Grünes Licht gab der Ministerrat außerdem für ein Verwaltungsgericht für Niederbayern am Standort Plattling. Zudem leitete er ein Flächenmanagementverfahren für ein geeignetes Gebäude ein. Im Endausbau soll das neue Verwaltungsgericht sieben Kammern mit rund 50 Mitarbeitern umfassen. Dafür wird eine Gebäudefläche von rund 2.000 Quadratmetern benötigt.

Da staatliche Grundstücke in Plattling nicht zur Verfügung stehen, ist die Staatliche Immobiliengesellschaft IMBY mit der Suche nach einem geeigneten Miet-Objekt beauftragt worden. Je nach Angeboten soll das Gericht in einem Bestandsgebäude oder in einem Neubau unterkommen. Wie Innenminister Joachim Herrmann erläuterte, „gehen wir davon aus, dass das neue Gericht ab Juli 2028 den Betrieb aufnehmen kann.

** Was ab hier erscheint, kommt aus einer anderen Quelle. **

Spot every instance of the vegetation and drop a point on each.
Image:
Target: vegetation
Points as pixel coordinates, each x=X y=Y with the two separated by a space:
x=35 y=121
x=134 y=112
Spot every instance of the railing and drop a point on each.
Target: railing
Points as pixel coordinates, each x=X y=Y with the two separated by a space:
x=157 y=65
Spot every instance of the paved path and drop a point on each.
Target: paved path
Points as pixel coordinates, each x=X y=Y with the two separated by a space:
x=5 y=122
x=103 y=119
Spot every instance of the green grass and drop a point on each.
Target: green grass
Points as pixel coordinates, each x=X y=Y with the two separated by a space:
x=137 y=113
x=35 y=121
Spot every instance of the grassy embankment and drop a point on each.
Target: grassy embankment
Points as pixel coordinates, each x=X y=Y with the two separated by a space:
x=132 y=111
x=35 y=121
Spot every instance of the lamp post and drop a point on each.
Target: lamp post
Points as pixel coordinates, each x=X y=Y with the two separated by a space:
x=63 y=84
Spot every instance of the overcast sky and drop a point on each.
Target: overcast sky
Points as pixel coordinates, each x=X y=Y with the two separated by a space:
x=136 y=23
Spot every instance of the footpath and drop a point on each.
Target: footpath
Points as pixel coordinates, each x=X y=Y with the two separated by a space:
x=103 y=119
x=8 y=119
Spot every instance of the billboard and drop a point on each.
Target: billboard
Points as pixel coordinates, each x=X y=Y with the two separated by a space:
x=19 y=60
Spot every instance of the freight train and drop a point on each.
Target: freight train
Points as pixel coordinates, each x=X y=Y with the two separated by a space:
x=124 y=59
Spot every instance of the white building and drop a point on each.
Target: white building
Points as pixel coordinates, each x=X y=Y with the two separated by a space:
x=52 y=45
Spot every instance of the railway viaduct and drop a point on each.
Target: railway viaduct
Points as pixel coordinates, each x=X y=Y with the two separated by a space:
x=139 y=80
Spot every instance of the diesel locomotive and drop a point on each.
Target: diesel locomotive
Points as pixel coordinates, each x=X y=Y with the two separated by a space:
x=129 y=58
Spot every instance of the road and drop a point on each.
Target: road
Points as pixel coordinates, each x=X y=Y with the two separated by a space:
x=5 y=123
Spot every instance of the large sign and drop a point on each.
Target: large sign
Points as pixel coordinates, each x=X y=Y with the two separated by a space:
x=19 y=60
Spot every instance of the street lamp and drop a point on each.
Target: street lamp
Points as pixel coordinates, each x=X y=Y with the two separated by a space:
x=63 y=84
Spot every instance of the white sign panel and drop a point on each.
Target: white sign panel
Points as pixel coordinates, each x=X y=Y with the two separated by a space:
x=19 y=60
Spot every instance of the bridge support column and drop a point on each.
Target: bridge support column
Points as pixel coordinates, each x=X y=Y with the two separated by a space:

Das Verwaltungsgericht Plattling wird dann für alle ab diesen Zeitpunkt neu eingehenden Verfahren aus dem Regierungsbezirk Niederbayern örtlich zuständig sein.“

Das dafür benötigte Personal wächst entsprechend dem Bedarf schrittweise an. Großen Wert legt Herrmann darauf, dass der Verlagerungsprozess von Regensburg nach Plattling sozialverträglich gestaltet wird: „Nur so werden wir den neuen Gerichtsstandort erfolgreich auf den Weg bringen.“ Die Verlagerung stärke zugleich den ländlichen Raum Niederbayerns und entlaste die „Boomtown“ Regensburg.

Auf Herrmanns Vorschlag beschloss der Ministerrat zudem, die Asylverfahren für Flüchtlinge ausgewählter Herkunftsstaaten bei den einzelnen Verwaltungsgerichten zu konzentrieren. „Durch die Konzentration bestimmter Herkunftsstaaten gewinnen die Gerichte eine größere Expertise in den Verfahren. Dadurch erhoffen wir uns schnellere Asyl-Entscheidungen und insgesamt eine Beschleunigung der landesweiten Verfahrenslaufzeiten“, stellte der Minister fest.

Herrmann zufolge sollen künftige Streitigkeiten nach dem Asylgesetz mit Asylbewerbern aus dem Jemen und Nigeria bayernweit vor dem Verwaltungsgericht Augsburg verhandelt werden. Kommen die Asylbewerber aus Jordanien und Peru, wird das Verwaltungsgericht Bayreuth zuständig sein. Die Herkunftsländer Angola, Demokratische Republik Kongo, Kongo, Sierra Leone und Uganda sind dem Verwaltungsgericht Regensburg zugeordnet. Das Verwaltungsgericht Würzburg verhandelt zukünftig auch die Verfahren von Asylbewerbern aus der Türkei, für die bisher das Verwaltungsgericht Ansbach zuständig gewesen ist.